ある日突然、謙作はその兄から衝撃的な告白をされるのです。おまえは父と母の子供ではなく、父の父すなわち祖父と母との子供なのだ、というものです。

私は読んでいて、
「ああ、ここから父親殺し的なエディプスコンプレックス的な話が展開するのかな」
なんて思いました。

ところがそうではない。謙作は衝撃の告白から一晩ぐっすり寝ると、心持がけっこうスッキリしてしまうのです。何か重大な遺伝病についての告白ならともかく、自分が祖父と母の子供であるという程度では自分が自分であることの同一性に変更はないのではないかと、謙作はあっさりと悟ってしまいます。

謙作は竹さんという人と知り合いになるのですが、この竹さんの嫁というのが「生来の淫婦」で、旦那の竹さんがいるときも男を連れ込むのです。嫁と男の事が終わるのを、竹さんは台所で洗い物をしながら待っているという噂。

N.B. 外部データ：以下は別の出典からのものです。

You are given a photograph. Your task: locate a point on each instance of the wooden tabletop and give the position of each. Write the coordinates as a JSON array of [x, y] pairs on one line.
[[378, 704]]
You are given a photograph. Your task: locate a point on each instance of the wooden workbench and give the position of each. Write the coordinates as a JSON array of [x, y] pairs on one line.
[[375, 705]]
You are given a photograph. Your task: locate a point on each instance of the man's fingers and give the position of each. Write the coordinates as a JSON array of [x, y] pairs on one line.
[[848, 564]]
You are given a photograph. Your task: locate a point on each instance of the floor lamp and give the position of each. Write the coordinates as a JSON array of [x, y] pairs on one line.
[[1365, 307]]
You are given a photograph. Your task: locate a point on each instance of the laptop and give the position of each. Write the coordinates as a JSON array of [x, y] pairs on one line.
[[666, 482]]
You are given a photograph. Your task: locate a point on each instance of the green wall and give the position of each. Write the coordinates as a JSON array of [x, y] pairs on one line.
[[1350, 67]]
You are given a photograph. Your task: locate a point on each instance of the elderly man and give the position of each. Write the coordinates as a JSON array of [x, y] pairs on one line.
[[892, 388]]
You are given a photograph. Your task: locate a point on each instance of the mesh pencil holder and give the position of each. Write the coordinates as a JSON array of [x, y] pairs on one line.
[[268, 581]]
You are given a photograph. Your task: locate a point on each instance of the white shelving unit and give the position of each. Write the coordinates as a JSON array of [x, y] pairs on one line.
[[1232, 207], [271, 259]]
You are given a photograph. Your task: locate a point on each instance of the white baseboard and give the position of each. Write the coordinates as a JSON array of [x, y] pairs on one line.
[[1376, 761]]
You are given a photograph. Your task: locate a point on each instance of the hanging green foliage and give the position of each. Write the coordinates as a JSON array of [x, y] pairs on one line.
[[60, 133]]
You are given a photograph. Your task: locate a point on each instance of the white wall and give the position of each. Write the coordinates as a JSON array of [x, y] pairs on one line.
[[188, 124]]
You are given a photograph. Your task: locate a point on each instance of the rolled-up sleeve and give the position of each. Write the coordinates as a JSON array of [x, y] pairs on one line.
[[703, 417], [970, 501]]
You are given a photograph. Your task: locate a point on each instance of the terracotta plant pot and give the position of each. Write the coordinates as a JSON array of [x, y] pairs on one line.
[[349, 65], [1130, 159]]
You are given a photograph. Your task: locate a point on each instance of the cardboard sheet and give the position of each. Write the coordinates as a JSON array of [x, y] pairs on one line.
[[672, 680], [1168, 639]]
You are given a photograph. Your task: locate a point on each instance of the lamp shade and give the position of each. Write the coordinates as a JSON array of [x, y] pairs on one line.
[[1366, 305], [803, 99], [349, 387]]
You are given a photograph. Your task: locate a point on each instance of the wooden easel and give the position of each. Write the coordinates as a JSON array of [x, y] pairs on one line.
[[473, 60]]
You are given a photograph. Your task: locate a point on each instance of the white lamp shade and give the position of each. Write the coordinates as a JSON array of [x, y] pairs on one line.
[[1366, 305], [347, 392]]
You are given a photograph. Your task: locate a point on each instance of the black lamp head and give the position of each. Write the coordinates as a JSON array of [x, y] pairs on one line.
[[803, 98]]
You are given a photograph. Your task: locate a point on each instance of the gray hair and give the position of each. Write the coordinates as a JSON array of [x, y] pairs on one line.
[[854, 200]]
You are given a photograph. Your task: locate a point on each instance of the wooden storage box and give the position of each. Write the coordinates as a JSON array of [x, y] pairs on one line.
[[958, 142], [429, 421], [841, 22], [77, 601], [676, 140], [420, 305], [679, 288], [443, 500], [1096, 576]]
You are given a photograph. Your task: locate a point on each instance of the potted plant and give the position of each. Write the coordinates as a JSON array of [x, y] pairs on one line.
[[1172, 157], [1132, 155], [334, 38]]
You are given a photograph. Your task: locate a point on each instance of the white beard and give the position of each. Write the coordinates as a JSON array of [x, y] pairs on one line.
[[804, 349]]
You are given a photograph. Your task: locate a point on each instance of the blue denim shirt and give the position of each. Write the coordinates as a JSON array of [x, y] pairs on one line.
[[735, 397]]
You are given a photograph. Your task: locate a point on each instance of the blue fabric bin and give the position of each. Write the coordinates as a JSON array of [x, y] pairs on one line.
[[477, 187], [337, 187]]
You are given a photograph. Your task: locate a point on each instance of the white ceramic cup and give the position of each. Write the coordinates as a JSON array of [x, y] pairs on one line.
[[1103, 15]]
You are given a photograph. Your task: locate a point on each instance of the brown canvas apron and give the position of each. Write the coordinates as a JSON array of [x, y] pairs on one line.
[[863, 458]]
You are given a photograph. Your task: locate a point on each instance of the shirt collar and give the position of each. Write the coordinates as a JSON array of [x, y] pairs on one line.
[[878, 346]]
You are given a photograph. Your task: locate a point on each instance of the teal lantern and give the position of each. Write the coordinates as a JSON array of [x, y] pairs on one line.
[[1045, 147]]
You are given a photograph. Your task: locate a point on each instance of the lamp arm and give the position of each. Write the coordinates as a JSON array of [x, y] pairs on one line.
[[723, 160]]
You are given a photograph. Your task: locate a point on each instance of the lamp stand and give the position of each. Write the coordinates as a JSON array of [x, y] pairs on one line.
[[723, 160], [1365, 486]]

それを聞いたときの謙作の発言。

「少し変わってるな。それで竹さんが腹を立てなければ、よっぽどの聖人か、変態だな。一種の変態としか考えられない」
ただし彼にもそういう変態的な気持ちは想像できないことはなかった。

狭いところを敢えて突き抜けたみたいなすがすがしいものすら感じます。同じ時代の小説である夏目漱石の「心」では、「先生」は友人の好きだった女性を横から取っちゃって、友人はショックで自殺してしまいます。それを「先生」は悩んで、十何年後かに自身の自殺を予告する長文の手紙を残します。
私なんかは、この謙作と「先生」のコントラストってすごいなって思ってしまいます。

時任謙作の暗夜行路はまだまだ続きます。でもこれ暗夜じゃなくない? 時任謙作、かなり明るいところを歩いてない?
「暗夜行路」の最後の方なのですが、謙作の妻の直子が不倫をしてしまうのです。現代でも不倫というのは離婚の事由になります。さらに時代は大正ですから。さらに妻の相手がその従兄弟だというのですから、なおさらきつい。きついというか気持ち悪いですよね。
でも時任謙作は許しちゃうんだろうなーなんて予想できてしまいます。で、実際に許しちゃうんですけど。ただ妻とその従兄弟がやった時間を逆算して、自分の子供が本当に自分の子供であるかという検証はしています。またそこが時任謙作らしいところなのですが。

この志賀直哉という作家、賛否両論かなりあると思います。
でも私は好きです。何か突き抜けたものがありますよ。